The 385 rules could stop companies from shifting their 2020 profits — for the few that have any.

But given Congress' tendency to delay painful future tax hikes, fiscal hawks wonder if 163(j) will ever go back to the 30% limit. If the pandemic stretches on and Congress pushes the new rule into 2021, it will brush up against another scheduled tightening. To raise revenue and pay for the cut in the corporate rate, the TCJA revised the calculation of the 163(j) formula in 2022 to be even less generous to taxpayers. If those two policies bump up against each other, it could create what legislative analysts call a cliff, forcing Congress to either extend the relief again or let businesses experience a drastic tax increase.

"Given the upcoming interest cliff in 2022, I expect Congress to revisit the interest deduction caps in general," said Nicole Kaeding, an economist with the National Taxpayers Union Foundation, a research institution affiliated with the conservative anti-tax group. "In 2022, the cap will tighten significantly; that will put pressure on Congress to revisit all of its changes over the last few years."

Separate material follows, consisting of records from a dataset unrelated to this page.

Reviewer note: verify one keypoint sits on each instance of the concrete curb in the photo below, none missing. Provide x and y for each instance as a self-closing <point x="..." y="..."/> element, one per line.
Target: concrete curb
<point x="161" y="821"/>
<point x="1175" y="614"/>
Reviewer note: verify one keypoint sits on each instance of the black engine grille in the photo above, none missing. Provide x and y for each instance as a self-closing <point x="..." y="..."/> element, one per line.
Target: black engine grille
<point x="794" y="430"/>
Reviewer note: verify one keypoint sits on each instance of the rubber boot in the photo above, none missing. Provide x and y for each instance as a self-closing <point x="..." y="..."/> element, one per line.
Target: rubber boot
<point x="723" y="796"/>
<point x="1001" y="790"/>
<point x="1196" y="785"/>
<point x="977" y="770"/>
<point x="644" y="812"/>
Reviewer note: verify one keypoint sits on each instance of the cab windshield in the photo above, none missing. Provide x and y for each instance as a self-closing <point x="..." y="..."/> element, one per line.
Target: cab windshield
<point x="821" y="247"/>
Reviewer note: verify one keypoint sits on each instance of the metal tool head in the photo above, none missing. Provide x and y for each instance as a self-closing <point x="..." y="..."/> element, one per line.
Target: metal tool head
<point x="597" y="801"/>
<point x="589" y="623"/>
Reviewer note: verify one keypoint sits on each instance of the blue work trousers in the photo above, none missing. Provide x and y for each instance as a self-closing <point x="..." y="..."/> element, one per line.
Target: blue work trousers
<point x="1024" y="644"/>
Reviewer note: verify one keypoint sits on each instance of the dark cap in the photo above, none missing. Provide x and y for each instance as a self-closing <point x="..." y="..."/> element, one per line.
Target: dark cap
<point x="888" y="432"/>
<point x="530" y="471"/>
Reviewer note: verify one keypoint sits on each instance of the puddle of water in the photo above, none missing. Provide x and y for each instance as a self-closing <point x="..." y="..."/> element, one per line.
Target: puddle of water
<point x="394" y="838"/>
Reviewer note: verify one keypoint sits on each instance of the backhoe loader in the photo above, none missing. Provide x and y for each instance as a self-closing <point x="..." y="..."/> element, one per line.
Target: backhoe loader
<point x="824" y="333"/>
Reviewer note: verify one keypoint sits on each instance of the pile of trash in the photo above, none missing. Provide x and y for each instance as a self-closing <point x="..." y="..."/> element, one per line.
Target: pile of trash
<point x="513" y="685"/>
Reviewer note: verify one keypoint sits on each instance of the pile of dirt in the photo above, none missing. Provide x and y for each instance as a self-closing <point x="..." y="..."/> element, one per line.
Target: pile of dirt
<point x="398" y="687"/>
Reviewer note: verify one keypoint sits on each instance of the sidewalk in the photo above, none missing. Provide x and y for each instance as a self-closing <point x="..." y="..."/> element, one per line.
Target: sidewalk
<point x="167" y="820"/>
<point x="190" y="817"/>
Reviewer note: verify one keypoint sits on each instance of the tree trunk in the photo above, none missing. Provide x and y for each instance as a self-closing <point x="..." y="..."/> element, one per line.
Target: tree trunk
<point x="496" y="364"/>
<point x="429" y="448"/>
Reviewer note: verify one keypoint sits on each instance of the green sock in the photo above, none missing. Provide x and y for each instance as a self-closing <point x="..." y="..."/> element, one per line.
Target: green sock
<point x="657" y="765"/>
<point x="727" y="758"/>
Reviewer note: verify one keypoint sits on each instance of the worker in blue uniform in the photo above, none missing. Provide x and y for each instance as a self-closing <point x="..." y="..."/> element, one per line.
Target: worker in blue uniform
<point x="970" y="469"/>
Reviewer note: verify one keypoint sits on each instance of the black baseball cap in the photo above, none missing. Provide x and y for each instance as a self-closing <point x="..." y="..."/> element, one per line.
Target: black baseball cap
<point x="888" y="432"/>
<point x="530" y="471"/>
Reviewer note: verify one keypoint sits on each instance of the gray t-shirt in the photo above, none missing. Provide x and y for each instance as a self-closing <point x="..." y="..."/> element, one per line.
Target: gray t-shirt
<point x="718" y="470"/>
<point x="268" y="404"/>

Or Congress could revisit all this before 2022. Many lawmakers have promised to pass further coronavirus relief later this year. Loren Ponds, a former tax counsel for the House Committee on Ways and Means and a current member of Miller & Chevalier Chtd., speculated that Congress could repeal the TCJA's scheduled future tax increases and expirations as part of a future relief bill.

Negating those "could alleviate the economic impact of essentially shutting down the country," Ponds said during a Miller & Chevalier webcast on Friday.

If Congress continually extends 163(j)'s 50% limit, it could become one of the many so-called tax extenders that become, in practice, permanent tax policy. 

"This is a high risk to become permanent," Goldwein said.

JCT estimated at the time of its passage that TCJA's 163(j) changes would raise $250 billion over 10 years. The CARES Act reduces that figure by $13.4 billion.

Congress is likely to give analysts and tax practitioners time to breathe before passing another set of tax changes. After the Senate passed the bill Wednesday, Senate Majority Leader Mitch McConnell, R-Ky., announced that the body would be in recess until April 20.